Solved: How to count occurences of a string in a doc?

[RonMcK]

Hi, All,

I need some help getting the following shippet of code to count the number of instances of a string in a document. My test document has 4 instances of the string scattered through it, but my code finds none of them because .FOUND is returning False.

Sub CountAWord()
    Dim intRowCount As Long     ' was integer
    Dim aRange As Range
    Dim response As Long
    intRowCount = 0
    Set aRange = ActiveDocument.Range
    With aRange.Find
        Do
            .Text = "ID3" ' the word I am looking for
Debug.Print aRange.Find.Text
Debug.Print ActiveDocument.Name
Debug.Print .Found
            .Execute
            If .Found Then
                intRowCount = intRowCount + 1
            End If
        Loop While .Found
    End With
    response = MsgBox("I counted " & Str(intRowCount) & vbCrLf & " in doc: " & ActiveDocument.Name, vbOKOnly, "Number of Instances")
    Set aRange = Nothing
End Sub

Is there an easier way, than the above code, to count the number of occurrences of a keyword (or phrase or string) in a document?

Thanks!

[RonMcK]

Here is a solution to my counting question that works better, based on work by Malcolm (mdmackillop) in the [thread=http://vbaexpress.com/forum/showthread.php?t=21214]Excel forum[/thread] and an assist he got from here.

Sub CountSpecificStringInWordDoc2()
    Dim txt As String, Lgth As Long, Strt As Long
    Dim i As Long
    Dim oRng As Range
    Dim Tgt As String
    Dim arr()
    ReDim arr(10)
    Dim response As Long
'Set parameters
    txt = InputBox("String to find")
    Lgth = InputBox("Length of string to return")
    Strt = Len(txt)
'Return data to array
    With Selection
   .HomeKey unit:=wdStory
      With .Find
         .ClearFormatting
         .Forward = True
         .Text = txt
         .Execute
         While .Found
         arr(1) = arr(1) + 1
         Set oRng = ActiveDocument.Range _
         (Start:=Selection.Range.Start + Strt, _
         End:=Selection.Range.End + Lgth)
         oRng.Start = oRng.End
         .Execute
         Wend
      End With
    End With
response = MsgBox("I found: " & Str(arr(1)) & " instances of the string: " & txt & _
                vbCrLf & " in the document: " & ActiveDocument.Name, vbOKOnly, "Number of occurences")
End Sub

I'm still curious to know if there is a more elegant way to get the count of the number of occurences of a string in a Word doc.

Thanks!

[mdmackillop]

I'm still curious to know if there is a more elegant way to get the count of the number of occurences of a string in a Word doc.

How about using Find/Replace?
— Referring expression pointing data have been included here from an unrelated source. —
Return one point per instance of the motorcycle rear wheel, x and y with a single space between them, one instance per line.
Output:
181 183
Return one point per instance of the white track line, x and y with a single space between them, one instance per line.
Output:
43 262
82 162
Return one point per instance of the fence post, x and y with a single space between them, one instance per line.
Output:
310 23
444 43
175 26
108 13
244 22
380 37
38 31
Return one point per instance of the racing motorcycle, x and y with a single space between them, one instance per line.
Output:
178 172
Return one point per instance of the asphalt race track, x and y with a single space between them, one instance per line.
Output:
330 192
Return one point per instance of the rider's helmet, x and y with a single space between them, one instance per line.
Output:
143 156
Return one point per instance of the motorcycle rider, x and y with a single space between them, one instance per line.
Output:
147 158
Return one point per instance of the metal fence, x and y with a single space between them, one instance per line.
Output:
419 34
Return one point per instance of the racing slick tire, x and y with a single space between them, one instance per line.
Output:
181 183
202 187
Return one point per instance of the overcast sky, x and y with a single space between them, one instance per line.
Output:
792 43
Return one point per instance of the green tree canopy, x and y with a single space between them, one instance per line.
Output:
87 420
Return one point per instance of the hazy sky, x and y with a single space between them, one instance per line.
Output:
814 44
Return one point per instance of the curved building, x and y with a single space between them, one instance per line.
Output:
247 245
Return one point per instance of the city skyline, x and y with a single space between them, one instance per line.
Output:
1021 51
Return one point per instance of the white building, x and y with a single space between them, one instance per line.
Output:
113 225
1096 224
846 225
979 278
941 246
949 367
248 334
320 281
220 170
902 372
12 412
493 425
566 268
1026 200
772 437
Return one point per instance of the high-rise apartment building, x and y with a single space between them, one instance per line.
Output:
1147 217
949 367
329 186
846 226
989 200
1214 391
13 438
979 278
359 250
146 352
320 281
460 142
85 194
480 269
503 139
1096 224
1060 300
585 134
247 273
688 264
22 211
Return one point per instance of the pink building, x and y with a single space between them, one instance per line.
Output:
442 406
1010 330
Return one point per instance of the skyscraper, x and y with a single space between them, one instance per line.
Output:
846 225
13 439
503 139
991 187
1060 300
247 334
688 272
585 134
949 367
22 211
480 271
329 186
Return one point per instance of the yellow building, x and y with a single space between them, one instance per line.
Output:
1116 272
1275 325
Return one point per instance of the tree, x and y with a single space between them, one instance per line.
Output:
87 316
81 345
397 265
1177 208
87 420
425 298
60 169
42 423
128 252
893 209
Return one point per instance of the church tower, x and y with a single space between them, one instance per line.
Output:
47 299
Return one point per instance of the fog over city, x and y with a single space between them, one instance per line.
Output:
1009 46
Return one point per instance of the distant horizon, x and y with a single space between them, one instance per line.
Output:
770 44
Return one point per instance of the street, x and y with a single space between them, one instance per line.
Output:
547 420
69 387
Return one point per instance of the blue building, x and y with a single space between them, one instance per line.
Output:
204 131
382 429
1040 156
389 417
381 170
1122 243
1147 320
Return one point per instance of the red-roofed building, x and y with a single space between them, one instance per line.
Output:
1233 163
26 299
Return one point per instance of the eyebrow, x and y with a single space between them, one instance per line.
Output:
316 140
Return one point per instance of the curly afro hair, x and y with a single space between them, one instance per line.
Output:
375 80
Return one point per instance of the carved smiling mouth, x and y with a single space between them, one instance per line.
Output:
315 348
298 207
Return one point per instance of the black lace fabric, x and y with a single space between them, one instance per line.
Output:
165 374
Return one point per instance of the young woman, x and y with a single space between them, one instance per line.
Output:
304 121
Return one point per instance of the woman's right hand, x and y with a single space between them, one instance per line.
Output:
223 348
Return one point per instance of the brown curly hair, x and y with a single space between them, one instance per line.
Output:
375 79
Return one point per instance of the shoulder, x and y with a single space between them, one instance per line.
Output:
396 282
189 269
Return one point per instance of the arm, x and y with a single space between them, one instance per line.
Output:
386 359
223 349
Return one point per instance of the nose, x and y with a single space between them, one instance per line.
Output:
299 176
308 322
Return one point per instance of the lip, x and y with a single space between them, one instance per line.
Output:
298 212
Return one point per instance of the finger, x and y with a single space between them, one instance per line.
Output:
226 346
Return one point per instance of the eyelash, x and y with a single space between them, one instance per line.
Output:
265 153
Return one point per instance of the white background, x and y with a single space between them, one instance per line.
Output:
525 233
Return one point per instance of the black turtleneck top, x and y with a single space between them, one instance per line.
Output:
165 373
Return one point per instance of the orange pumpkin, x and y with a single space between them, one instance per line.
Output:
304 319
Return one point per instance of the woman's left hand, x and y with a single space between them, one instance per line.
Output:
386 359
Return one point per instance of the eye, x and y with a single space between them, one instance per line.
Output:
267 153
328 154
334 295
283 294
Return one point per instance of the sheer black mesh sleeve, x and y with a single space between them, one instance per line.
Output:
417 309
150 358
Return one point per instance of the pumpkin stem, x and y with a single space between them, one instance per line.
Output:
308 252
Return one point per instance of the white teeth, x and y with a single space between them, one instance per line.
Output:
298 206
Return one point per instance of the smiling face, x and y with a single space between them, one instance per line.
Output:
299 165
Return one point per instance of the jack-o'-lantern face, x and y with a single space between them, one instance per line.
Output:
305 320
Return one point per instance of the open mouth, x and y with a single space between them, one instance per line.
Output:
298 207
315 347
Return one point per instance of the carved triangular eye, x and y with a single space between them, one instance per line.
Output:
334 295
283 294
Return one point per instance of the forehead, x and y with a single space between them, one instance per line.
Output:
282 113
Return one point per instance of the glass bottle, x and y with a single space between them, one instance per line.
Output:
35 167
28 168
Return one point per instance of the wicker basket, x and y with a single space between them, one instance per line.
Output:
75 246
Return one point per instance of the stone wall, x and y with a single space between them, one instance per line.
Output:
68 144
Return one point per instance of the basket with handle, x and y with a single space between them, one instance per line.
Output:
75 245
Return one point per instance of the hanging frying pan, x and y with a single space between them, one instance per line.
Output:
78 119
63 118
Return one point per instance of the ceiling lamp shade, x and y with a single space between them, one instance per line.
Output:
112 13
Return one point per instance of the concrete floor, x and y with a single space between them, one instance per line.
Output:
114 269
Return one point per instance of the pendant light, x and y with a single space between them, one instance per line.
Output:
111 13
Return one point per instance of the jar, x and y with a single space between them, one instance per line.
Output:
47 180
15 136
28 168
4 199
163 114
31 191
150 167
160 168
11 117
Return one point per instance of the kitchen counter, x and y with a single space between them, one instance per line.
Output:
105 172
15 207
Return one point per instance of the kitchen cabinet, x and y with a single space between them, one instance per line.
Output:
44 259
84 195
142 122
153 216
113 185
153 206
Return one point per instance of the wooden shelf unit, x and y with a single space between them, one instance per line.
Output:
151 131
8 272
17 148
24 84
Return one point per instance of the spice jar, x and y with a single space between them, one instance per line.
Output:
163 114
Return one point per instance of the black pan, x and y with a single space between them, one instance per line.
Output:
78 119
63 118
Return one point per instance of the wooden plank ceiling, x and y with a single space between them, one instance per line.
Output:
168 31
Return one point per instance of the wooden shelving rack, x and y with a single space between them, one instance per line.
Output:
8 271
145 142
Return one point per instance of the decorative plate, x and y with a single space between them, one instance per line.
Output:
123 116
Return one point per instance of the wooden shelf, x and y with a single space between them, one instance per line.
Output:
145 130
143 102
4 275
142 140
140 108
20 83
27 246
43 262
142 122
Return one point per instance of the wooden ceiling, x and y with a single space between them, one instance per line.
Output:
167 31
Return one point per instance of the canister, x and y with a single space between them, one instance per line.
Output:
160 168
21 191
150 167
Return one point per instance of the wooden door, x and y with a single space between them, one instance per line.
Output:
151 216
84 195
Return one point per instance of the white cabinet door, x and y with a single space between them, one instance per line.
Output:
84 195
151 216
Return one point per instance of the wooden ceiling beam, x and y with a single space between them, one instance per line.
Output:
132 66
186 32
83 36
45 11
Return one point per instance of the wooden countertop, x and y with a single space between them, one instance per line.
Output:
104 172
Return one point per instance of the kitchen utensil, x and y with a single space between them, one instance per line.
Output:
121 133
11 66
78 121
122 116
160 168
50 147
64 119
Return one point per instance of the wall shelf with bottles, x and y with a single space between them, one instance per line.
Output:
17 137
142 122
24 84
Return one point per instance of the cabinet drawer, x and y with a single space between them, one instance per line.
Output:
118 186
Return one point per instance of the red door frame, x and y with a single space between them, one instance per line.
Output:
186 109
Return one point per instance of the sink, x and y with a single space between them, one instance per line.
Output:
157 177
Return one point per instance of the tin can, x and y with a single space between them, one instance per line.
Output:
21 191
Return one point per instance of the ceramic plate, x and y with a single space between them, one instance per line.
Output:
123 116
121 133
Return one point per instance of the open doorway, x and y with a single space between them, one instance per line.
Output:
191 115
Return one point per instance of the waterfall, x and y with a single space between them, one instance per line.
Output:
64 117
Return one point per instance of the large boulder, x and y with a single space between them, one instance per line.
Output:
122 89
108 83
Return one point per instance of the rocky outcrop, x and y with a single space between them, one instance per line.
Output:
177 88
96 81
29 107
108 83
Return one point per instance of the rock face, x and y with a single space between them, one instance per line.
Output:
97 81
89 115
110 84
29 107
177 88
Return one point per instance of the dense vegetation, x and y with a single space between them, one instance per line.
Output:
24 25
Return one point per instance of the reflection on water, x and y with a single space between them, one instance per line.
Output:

Find "Text" Replace "^&"
See here and here

[mdmackillop]

I came across this methodology. It will count strings, but also as part of words.

 
Option Compare Text
Sub CountOccurences()
    Dim MyDoc As String, txt As String, t As String
MyDoc = ActiveDocument.Range.Text
txt = InputBox("Text to find")
    t = Replace(MyDoc, txt, "")
    MsgBox (Len(MyDoc) - Len(t)) / Len(txt) & " occurrences of " & txt
End Sub

[MWE]

here is some brute force code that is simplier and seems to work. It does not differentiate between "words" and text string.

    Sub CountWords()
        Dim I           As Long
        Dim J           As Long
        Dim Num         As Long
        Dim TargetText  As String
TargetText = InputBox("target text?")
        J = 1
        I = 1
        While I > 0
   I = InStr(J, ActiveDocument.Range.Text, TargetText)
   If I > 0 Then
      Num = Num + 1
      J = I + 1
   End If
        Wend
        MsgBox Num
    End Sub

[fumei]

Or...

Dim r As Range
Dim j As Long
Set r = ActiveDocument.Range
With r.Find
   .Text = InputBox("What word(s)?")
   Do While .Execute(Forward:=True) = True
       j = j + 1
    Loop
End With
MsgBox "Given word(s) was found " & j & " times."

No error trapping on the input string. If there is no string found (because of spelling errors for example) the message will be "0 times"

[nim81]

Here is a simple way to do it, using the Split() function, where "Needle" is the word/string you want to count:

Dim Haystack As String
Dim Needle As String

Dim a As Variant

a = Split(Haystack, Needle)

MsgBox UBound(a)

[RonMcK]

Here is a simple way to do it, using the Split() function, where "Needle" is the word/string you want to count:

Dim Haystack As String
Dim Needle As String
Dim a As Variant
a = Split(Haystack, Needle)
MsgBox UBound(a)

Thanks for the suggestion. Not stated in my query is the requirement that the code run on Excel 2004 in Office for Mac where we have no 'split' function.

[fumei]

There is no Split() in Excel for the Mac? Ai caramba! Why on earth would it be different for the Mac?